The American Bankers Association (ABA), along with 52 state bankers associations nationwide, has submitted a letter to the US Department of the Treasury, urging an implementation of the GENIUS Act’s prohibition on interest for payment stablecoins.
This letter responds to the Treasury’s advance notice of proposed rulemaking concerning the country’s stablecoin bill and underscores the importance of maintaining the law’s primary objective: to ensure that stablecoins function as payment instruments rather than investment options.
Associations Warn Of Risks To Traditional Banking
The associations articulated that the GENIUS Act’s ban on payment stablecoin issuers offering interest or yield reflects Congress’s intention for these stablecoins to be used primarily for transactions. They emphasized that the Treasury must uphold this intent to prevent any potential “exploitation of the law.”
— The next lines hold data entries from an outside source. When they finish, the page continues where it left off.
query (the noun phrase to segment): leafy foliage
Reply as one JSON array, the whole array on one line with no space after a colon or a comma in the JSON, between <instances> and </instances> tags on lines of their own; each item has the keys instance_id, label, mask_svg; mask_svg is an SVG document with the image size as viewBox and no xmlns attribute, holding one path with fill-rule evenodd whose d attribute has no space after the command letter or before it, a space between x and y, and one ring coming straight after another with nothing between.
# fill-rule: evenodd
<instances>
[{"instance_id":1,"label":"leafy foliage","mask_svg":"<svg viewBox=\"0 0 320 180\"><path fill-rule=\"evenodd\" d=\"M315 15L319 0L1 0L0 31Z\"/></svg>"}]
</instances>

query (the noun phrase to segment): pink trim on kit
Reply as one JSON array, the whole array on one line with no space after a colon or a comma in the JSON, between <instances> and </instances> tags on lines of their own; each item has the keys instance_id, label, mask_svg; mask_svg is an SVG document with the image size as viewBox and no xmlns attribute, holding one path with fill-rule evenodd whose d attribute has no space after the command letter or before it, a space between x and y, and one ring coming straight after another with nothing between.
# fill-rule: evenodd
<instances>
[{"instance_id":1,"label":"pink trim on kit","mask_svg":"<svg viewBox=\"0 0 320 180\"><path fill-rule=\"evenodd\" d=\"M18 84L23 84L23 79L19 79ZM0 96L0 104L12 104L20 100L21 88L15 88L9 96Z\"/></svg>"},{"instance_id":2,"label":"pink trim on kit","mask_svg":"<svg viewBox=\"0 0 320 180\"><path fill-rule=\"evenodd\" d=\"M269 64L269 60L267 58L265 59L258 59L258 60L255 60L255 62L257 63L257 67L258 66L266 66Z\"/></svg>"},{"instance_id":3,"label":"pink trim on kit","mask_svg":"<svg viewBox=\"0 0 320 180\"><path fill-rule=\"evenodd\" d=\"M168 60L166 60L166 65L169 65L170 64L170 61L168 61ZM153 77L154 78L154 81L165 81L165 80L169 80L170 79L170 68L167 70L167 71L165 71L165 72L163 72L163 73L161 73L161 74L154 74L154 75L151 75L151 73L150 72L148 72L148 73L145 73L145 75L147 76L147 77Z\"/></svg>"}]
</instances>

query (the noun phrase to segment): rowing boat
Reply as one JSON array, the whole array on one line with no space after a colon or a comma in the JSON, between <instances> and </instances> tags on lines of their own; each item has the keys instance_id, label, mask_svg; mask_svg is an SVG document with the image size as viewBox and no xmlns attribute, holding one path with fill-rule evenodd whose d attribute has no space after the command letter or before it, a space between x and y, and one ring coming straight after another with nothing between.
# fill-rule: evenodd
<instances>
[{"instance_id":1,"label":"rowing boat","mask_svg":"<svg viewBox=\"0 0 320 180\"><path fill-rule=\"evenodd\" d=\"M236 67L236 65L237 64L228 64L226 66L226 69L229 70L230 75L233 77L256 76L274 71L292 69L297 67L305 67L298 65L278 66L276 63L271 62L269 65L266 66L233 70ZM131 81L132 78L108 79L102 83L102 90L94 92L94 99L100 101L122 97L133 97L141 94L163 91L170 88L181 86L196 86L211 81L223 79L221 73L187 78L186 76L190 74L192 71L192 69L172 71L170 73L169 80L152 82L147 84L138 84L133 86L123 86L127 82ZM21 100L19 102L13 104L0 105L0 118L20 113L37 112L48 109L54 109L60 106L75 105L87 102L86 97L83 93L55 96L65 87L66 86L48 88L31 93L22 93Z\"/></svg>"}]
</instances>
They assert that without a comprehensive interpretation of the interest ban, digital asset platforms might take advantage of loopholes to provide high-yield incentives, thereby undermining the law’s purpose and posing risks to the traditional banking ecosystem.
Community banks, which are key in serving rural and underserved populations, might be particularly affected by deposit outflows resulting from interest-bearing stablecoins.
The letter alleges that this disintermediation could lead to a 25.9% loss in deposits, translating to about $1.5 trillion in diminished lending capacity. It also estimates that small business and farm credit could shrink by $110 billion and $62 billion, respectively.
To ensure effective enforcement of the GENIUS Act, the associations called on the Treasury to adopt a broad definition of “interest or yield,” encompassing any economic benefit, regardless of terminology.
They also urged the prevention of evasion through affiliates or partners, positing that any indirect payments should be treated as issuer payments.
Additionally, they requested that interpretations of the term “solely” not be overly restrictive, asserting that any benefit associated with holding a stablecoin should activate the prohibition.
Debate Over Stablecoins Delays Market Structure Bill
The groups also stress the need for thoughtful and balanced rulemaking that supports the financial system rather than disrupts it.
However, the ongoing debate surrounding stablecoin interest has also contributed to delays in passing the Market Structure Bill, which pro-crypto Senator Cynthia Lummis has labeled as the “most important piece of digital asset legislation in United States history.”
Recent updates to the draft of this bill by Senate Banking Republicans, led by Chairman Tim Scott, aimed for advancement by the end of September, but this timeline was missed due to various challenges, notably conflicts between banking and crypto lobbies regarding stablecoin interest and the bill’s stance on decentralized finance (DeFi).
In response, a group of crypto-friendly Senate Democrats proposed amendments to the bill that were ultimately rejected by Republicans and the crypto industry. These amendments sought to ensure that the legislation would uphold the prohibition on interest or yield paid by stablecoin issuers, whether directly or indirectly via affiliates.
Crypto advocates are now pushing for prompt action on market structure legislation this year. Mason Lynaugh, community director for Stand with Crypto, emphasized the necessity for the Senate to act swiftly and deliberately.
He noted that Congress has a unique opportunity to position the United States as a leader in the global crypto industry, achievable only through effective market structure legislation.